Haag-Liautard C, Dorris M, Maside X, Macaskill S, Halligan DL, Houle D, Charlesworth B, & Keightley PD (2007). Direct estimation of per nucleotide and genomic deleterious mutation rates in Drosophila. Nature, 445 (7123), 82-5 PMID: 17203060

My review: This paper presents the first direct estimates of nucleotide mutation rates across the Drosophila genome derived from mutation accumulation experiments. By using DHPLC to scan over 20 megabases of genomic DNA, the authors obtain several fundamental results concerning mutation at the molecular level in Drosophila: SNPs are more frequent than indels; deletions are more frequent than insertions; mutation rates are similar across coding, intronic and intergenic regions; and mutation rates may vary across genetic backgrounds. Results in D. melanogaster contrast with those obtained from mutation accumulation experiments in C. elegans (see [1], where indels are more frequent than SNPs, and insertions are more frequent than deletions), indicating that basic mutation processes may vary across metazoan taxa. (@F1000: http://f1000.com/1070688)

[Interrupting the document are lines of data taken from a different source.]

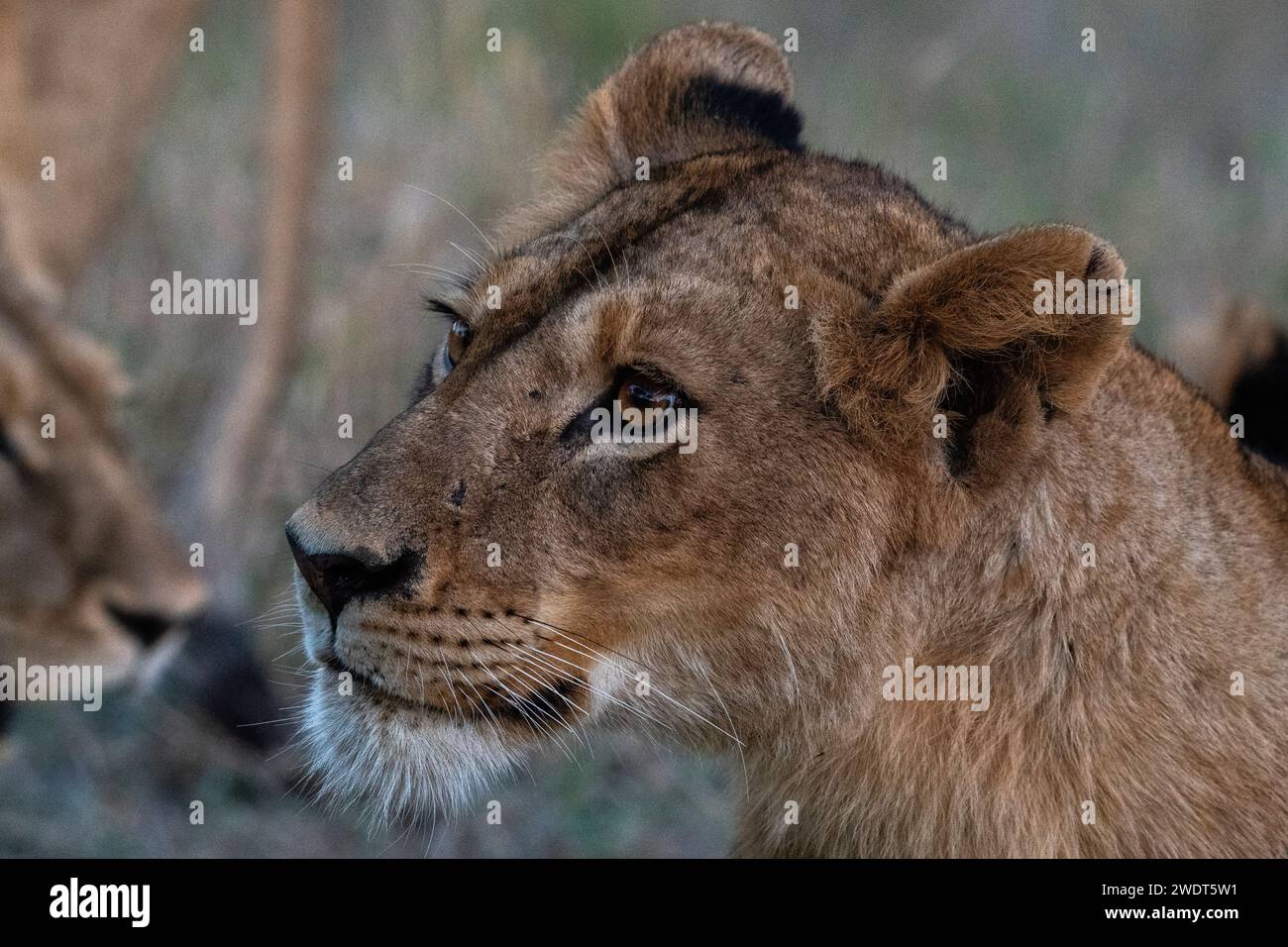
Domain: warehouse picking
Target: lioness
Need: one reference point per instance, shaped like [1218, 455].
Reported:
[89, 574]
[917, 466]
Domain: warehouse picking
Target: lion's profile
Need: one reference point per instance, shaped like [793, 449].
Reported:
[910, 464]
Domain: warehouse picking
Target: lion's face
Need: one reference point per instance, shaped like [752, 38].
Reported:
[89, 575]
[488, 574]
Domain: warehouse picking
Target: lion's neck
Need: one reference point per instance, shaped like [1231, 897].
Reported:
[1111, 605]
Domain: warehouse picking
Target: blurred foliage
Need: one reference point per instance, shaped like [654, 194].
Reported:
[1132, 141]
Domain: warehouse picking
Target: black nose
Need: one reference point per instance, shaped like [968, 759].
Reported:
[339, 578]
[147, 626]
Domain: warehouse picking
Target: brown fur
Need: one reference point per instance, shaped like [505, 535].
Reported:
[88, 569]
[1109, 684]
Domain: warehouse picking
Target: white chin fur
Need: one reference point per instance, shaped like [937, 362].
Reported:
[408, 767]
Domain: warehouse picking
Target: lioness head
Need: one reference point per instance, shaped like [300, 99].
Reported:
[89, 575]
[493, 570]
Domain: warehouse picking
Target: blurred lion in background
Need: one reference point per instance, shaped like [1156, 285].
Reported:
[89, 573]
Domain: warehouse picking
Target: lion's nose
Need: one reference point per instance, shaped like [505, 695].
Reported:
[336, 578]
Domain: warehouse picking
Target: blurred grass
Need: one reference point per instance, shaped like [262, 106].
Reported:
[1131, 141]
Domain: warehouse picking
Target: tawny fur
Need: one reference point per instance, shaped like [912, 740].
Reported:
[1111, 684]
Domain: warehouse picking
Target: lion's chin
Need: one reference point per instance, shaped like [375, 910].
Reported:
[399, 764]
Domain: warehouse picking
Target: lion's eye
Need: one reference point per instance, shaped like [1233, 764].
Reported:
[642, 392]
[458, 338]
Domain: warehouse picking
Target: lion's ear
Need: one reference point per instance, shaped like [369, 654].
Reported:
[695, 89]
[973, 355]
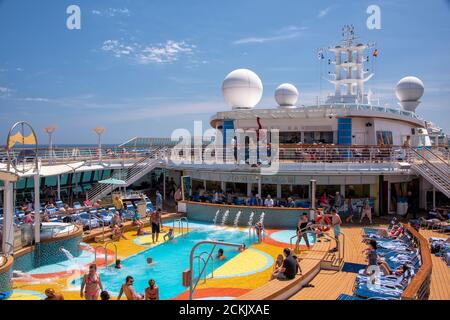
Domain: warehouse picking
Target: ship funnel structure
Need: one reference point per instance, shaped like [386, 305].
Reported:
[409, 90]
[286, 95]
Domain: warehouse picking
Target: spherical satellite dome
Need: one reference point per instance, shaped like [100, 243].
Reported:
[286, 95]
[409, 89]
[242, 89]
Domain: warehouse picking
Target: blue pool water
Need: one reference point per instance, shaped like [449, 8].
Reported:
[170, 260]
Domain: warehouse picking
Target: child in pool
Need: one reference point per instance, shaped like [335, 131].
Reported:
[170, 235]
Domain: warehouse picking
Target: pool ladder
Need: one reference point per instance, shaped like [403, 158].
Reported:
[194, 282]
[105, 249]
[181, 225]
[200, 259]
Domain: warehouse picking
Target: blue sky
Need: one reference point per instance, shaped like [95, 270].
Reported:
[145, 68]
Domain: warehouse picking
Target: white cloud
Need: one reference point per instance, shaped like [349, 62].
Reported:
[284, 33]
[5, 92]
[162, 53]
[117, 48]
[324, 12]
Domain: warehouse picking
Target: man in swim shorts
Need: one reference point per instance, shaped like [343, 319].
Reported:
[156, 224]
[336, 223]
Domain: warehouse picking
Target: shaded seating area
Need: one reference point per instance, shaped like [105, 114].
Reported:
[401, 252]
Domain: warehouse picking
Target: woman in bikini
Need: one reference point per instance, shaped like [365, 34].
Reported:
[91, 285]
[152, 292]
[128, 290]
[277, 266]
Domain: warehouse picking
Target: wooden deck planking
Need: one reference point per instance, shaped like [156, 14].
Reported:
[328, 285]
[310, 262]
[440, 277]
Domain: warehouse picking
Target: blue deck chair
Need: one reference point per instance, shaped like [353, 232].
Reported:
[347, 297]
[86, 220]
[365, 292]
[105, 216]
[77, 206]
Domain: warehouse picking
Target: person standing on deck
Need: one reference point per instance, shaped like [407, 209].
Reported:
[156, 224]
[91, 287]
[152, 292]
[302, 232]
[118, 204]
[336, 223]
[366, 212]
[159, 200]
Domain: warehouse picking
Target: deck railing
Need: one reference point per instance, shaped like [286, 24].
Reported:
[295, 153]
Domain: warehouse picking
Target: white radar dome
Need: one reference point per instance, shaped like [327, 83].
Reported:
[408, 91]
[242, 89]
[286, 95]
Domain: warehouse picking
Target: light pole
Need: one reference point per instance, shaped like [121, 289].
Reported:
[99, 131]
[49, 130]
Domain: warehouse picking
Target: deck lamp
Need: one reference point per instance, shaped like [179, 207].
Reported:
[50, 130]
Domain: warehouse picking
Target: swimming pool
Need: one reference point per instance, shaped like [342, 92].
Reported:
[170, 259]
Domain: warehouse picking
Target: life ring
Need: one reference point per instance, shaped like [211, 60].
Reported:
[325, 227]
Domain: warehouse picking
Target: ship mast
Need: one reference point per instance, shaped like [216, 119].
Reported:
[349, 69]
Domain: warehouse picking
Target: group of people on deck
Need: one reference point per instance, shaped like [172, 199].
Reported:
[92, 289]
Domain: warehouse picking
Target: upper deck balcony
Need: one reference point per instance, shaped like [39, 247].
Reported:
[321, 111]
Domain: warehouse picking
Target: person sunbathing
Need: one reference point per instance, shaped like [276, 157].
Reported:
[169, 235]
[277, 267]
[52, 295]
[220, 255]
[117, 233]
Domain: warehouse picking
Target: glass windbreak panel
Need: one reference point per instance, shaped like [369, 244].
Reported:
[21, 183]
[76, 177]
[237, 188]
[213, 185]
[318, 137]
[64, 179]
[357, 191]
[97, 175]
[197, 185]
[51, 181]
[269, 189]
[300, 191]
[87, 176]
[384, 138]
[106, 174]
[30, 183]
[290, 137]
[330, 190]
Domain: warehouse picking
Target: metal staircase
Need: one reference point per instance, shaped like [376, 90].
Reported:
[130, 175]
[432, 167]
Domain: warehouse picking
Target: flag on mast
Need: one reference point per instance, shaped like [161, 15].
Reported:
[320, 55]
[375, 53]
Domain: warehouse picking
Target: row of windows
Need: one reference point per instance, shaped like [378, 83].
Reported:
[76, 178]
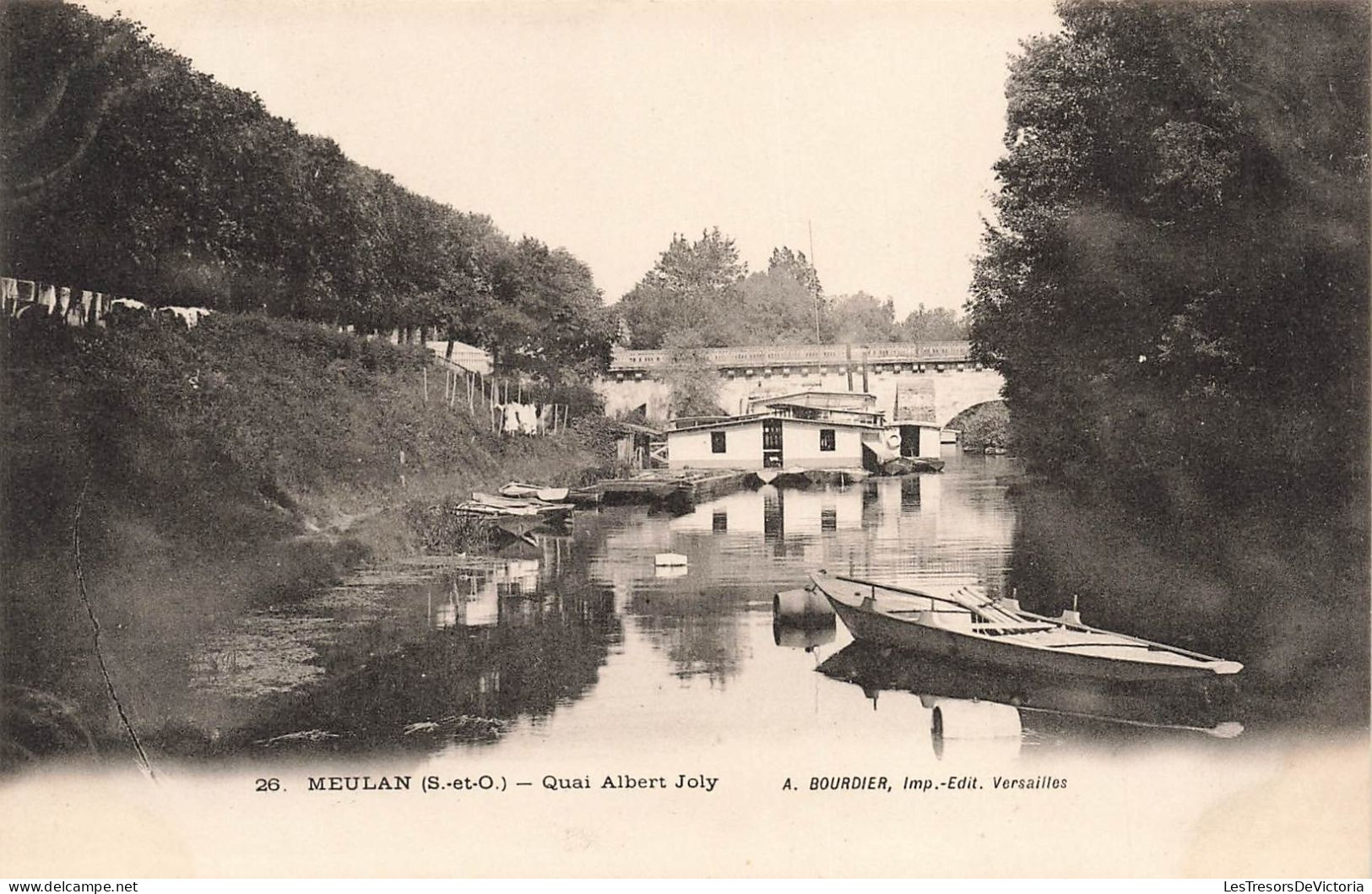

References: 1. Denver DR, Morris K, Lynch M, & Thomas WK (2004). High mutation rate and predominance of insertions in the Caenorhabditis elegans nuclear genome. Nature, 430 (7000), 679-82 PMID: 15295601

ResearchBlogging.org

Katzourakis A, Pereira V, & Tristem M (2007). Effects of recombination rate on human endogenous retrovirus fixation and persistence. Journal of virology, 81 (19), 10712-7 PMID: 17634225

My review: This study shows that the persistence, but not the integration, of long-terminal repeat (LTR) containing human endogenous retroviruses (HERVs) is associated with local recombination rate, and suggests a link between intra-strand homologous recombination and meiotic exchange. This inference about the mechanisms controlling the transposable element (TE) abundance is obtained by demonstrating that total HERV density (full-length elements plus solo LTRs) is not correlated with recombination rate, whereas the ratio of full-length HERVs relative to solo LTRs is. This work relies critically on advanced computational methods to join TE fragments, demonstrating the need for such algorithms to make accurate inferences about the evolution of mobile DNA and to reveal new insights into genome biology. (@F1000: http://f1000.com/1091037)

ResearchBlogging.org

Giordano J, Ge Y, Gelfand Y, Abrusán G, Benson G, & Warburton PE (2007). Evolutionary history of mammalian transposons determined by genome-wide defragmentation. PLoS computational biology, 3 (7) PMID: 17630829

My review: This article reports the first comprehensive stratigraphic record of transposable element (TE) activity in mammalian genomes based on several innovative computational methods that use information encoded in patterns of TE nesting. The authors first develop an efficient algorithm for detecting nests of TEs by intelligently joining TE fragments identified by RepeatMasker, which (in addition to providing an improved genome annotation) outputs a global “interruption matrix” that can be used by a second novel algorithm which generates a chronological ordering of TE activity by minimizing the nesting of young TEs into old TEs. Interruption matrix analysis yields results that support previous phylogenetic analyses of TE activity in humans but are not dependent on the assumption of a molecular clock. Comparison of the chronological orders of TE activity in six mammalian genomes provides unique insights into the ancestral and lineage-specific record of global TE activity in mammals. (@F1000: http://f1000.com/1089045)

ResearchBlogging.org

Schuemie MJ, & Kors JA (2008). Jane: suggesting journals, finding experts. Bioinformatics (Oxford, England), 24 (5), 727-8 PMID: 18227119

My review: This paper introduces a fast method for finding related articles and relevant journals/experts based on user input text and should help improve the referencing, review and publication of biomedical manuscripts. The JANE (Journal/Author Name Estimator) method uses a standard word frequency approach to find similar documents, then adds the scores in the top 50 records to produce a ranked list of journals or authors. Using either the abstract or full-text, JANE suggested quite sensible journals and authors in seconds for a manuscript we have in press, while the related eTBLAST method [1] failed to complete while I wrote this review. JANE should prove to be a very useful text mining tool for authors and editors alike. (@F1000: http://f1000.com/1101037)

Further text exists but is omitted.